She sang Yiddish folk songs and wrote poetry described as “intimate speech which lay upon the heart…speech concerning simple, clear and familiar items.” Her poetry was also characterized as having “a strong moral compass, quietly articulated.” She was published in many literary periodicals and in three books of her own poetry. She died in 1978, in New York.
Leean Knetzer, retired librarian and English teacher, assisted in selecting the English versions of the Primo Levi poems. A chance encounter at a Torah High fundraiser resulted in the invaluable assistance of Paula Matthews, Italian professor in the Languages Department, Mesa College. She found all the selected poems in their original Italian and recruited Dr. Loredana Di Marino from the Department of Languages, Cultures and Literatures, USD and Dr. Clarissa Clo, Chair of the Department of European Studies, SDSU to join her as readers of the Italian poems. Two other Italian readers are my polyglot friend, Monique Kunewalder and the esteemed scientist and philanthropist, Dr. Andrew Viterbi. Dr. Viterbi’s first cousin was Primo Levi’s wife and Viterbi and Levi met on numerous occasions. Dr. Viterbi accepted our invitation to present the biographical introduction for Primo Levi’s poems.

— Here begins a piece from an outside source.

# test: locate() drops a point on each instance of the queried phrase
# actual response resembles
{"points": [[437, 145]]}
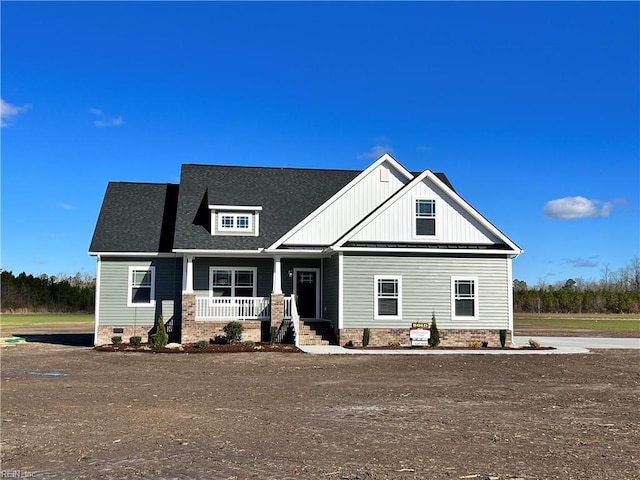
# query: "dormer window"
{"points": [[235, 220], [425, 219]]}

The Yiddish readers of Bertha Kling’s poems will include Sylvia Rosenthal and Maty Feldman Bicis, both attended Yiddish schools in Mexico City and Janice Alper, Brooklyn-born Jewish educator. Choir director, Elisheva Edelstein, will be singing three of Kling’s songs.
English readers for the Kling poems will be Sandra Silverstein, JCC volunteer; Judith Rubenstein, Yiddish and Hebrew singer; and Jane Zeer, editor of Ohr Shalom’s monthly Davar. I will present the introductory biography for Bertha Kling.